Nationally, the teen pregnancy rate is down 40 percent and the teen birth rate is down one-third among all racial and ethnic groups, but progress has been most impressive in the African-American community. Among Black teens, the pregnancy rate has declined a whopping 44 percent and the teen birth rate has declined 47 percent. That’s tremendous news! That said, there’s still work to be done. It’s still true that 50 percent of all African-American girls in the U.S. will get pregnant at least once before their 20th birthday.

ESSENCE teamed up with the National Campaign to Prevent Teen and Unplanned Pregnancy for an unprecedented survey of 1,500 black youths, ages 13-21, to better understand their attitudes on sex, dating, relationships, and the media, to look at how this affects their decisions.

Many of the results were alarming and require immediate action on the part of parents of Black children in America.
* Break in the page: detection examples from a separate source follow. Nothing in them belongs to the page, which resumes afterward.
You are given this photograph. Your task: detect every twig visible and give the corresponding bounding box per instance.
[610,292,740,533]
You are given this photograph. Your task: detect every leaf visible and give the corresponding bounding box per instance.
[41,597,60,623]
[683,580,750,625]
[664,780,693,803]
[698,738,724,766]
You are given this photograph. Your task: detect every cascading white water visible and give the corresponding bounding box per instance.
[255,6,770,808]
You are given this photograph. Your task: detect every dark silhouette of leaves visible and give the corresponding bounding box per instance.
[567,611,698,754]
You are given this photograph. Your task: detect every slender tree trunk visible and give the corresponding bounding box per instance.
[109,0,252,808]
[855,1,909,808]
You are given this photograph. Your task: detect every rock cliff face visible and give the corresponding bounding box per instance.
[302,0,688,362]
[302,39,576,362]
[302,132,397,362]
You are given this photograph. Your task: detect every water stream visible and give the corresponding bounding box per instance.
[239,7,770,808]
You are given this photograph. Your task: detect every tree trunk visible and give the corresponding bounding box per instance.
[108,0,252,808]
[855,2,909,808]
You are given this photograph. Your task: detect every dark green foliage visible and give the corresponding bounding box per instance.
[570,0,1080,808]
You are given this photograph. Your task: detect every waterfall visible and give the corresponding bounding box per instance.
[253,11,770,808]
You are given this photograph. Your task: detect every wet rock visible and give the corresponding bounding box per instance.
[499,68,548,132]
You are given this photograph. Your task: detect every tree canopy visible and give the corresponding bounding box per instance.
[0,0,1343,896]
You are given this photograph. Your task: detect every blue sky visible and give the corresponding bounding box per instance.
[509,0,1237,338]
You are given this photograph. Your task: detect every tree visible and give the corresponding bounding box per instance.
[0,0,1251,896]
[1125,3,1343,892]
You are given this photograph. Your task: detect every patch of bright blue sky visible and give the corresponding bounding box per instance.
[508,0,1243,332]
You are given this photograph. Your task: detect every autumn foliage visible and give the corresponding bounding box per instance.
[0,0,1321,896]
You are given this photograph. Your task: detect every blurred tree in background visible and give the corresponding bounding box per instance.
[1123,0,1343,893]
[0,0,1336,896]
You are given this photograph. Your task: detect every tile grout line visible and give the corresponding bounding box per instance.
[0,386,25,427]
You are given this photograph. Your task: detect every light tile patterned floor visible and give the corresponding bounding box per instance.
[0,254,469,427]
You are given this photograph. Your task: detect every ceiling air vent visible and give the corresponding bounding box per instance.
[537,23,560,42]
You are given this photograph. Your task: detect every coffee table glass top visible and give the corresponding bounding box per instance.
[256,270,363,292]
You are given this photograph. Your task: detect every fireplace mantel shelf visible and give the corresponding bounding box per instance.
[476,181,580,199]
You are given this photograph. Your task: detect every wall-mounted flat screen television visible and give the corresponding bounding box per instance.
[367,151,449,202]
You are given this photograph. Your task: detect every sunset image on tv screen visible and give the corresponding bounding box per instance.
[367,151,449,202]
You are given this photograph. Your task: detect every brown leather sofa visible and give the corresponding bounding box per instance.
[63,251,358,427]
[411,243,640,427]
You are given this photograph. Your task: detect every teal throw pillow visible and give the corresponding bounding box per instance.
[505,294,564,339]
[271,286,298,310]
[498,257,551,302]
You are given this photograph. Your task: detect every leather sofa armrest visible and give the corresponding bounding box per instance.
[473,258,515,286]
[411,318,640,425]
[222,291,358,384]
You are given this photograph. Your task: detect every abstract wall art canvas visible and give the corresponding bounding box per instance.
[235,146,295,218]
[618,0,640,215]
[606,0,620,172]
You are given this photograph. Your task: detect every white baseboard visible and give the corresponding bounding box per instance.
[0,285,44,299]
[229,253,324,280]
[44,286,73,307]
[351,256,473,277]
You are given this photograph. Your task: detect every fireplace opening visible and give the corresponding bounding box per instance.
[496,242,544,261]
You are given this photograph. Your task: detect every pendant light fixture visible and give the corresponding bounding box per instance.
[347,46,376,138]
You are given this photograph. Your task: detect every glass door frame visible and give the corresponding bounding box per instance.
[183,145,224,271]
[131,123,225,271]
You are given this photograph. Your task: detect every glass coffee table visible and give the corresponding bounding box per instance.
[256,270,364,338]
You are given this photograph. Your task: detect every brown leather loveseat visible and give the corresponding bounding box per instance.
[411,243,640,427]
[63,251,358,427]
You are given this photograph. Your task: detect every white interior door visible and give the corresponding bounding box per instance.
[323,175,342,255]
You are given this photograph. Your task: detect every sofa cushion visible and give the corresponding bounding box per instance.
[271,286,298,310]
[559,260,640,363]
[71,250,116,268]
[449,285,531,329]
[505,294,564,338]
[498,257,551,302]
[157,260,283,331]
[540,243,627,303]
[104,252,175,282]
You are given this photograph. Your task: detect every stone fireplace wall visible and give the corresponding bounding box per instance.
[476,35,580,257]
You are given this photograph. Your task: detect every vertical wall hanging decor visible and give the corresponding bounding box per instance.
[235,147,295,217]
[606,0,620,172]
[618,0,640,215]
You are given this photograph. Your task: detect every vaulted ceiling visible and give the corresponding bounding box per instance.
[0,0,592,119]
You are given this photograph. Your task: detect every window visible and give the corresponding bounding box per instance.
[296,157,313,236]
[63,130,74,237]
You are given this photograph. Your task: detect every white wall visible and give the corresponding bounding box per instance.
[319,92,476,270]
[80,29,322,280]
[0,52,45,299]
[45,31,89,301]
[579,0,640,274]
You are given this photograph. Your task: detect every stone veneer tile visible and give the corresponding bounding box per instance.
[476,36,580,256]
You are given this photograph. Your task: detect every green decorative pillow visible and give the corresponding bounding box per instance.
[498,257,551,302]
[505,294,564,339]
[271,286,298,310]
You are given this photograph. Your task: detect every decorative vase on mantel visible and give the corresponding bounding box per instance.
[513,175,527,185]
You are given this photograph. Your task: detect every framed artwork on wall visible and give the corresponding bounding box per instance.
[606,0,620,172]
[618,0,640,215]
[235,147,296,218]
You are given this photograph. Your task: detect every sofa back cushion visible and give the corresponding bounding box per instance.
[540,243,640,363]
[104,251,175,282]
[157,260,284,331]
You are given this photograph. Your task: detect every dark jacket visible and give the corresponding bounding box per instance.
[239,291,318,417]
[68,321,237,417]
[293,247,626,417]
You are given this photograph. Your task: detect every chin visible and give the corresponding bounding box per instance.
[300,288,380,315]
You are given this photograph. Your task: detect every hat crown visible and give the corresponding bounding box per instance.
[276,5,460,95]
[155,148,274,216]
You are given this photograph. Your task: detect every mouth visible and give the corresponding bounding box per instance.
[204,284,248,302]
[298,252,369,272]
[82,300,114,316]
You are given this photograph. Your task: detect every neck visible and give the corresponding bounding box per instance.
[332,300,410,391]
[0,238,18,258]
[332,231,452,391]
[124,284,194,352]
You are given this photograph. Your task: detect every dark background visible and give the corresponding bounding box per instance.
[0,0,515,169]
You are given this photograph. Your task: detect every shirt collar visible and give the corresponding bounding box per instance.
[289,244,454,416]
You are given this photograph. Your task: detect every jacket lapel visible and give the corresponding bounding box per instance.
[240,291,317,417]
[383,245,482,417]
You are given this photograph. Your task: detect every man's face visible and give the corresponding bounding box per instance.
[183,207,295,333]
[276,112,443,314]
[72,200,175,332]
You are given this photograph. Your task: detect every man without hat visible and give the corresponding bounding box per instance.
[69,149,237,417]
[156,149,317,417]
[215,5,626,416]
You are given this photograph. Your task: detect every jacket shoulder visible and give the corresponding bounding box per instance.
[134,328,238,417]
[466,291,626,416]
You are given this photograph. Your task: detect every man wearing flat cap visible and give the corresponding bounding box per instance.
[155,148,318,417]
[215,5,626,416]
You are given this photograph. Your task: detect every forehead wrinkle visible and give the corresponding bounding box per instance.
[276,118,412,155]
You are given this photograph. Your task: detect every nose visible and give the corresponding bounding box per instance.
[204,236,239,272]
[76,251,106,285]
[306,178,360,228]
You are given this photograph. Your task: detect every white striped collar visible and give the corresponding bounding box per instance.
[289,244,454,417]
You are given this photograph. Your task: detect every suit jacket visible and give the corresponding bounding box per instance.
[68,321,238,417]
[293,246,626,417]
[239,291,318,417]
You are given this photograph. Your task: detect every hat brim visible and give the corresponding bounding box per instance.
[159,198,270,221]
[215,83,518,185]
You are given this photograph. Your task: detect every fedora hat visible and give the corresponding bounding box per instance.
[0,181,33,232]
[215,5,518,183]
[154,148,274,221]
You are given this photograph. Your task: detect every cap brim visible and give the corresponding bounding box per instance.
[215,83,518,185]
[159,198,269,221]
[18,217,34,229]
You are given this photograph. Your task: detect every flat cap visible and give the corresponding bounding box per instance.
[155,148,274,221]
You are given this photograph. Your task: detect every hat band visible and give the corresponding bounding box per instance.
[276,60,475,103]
For instance, although 9 out of 10 kids say they don’t want to get pregnant, 45 percent say they use birth control inconsistently. Nearly half of those surveyed who’ve had sex admit that they felt pressure to go further than they wanted to and 48 percent admit to having lied to get out of an comfortable sexual situation.

The media isn’t offering any alternatives to these unsettling statistics, the survey revealed. Seven out of 10 of the youth surveyed feel the TV shows and movies they watch portray them as sexually aggressive and deviant, and less than 18 percent believe they actually see a true reflection of themselves on screen.

Parents can help to put an end to these troubling statistics, if they put in the effort that’s needed to educate and communicate with our children now. The survey reveals that parental influences are the strongest chance we have at reaching younger teens (ages 13-15). Remember that your kids want to hear from you. Sixty-seven percent of teens felt if more teens were open to talking with their parents about sex, and could, there would be less teen pregnancy.

How do you communicate with your children about sex?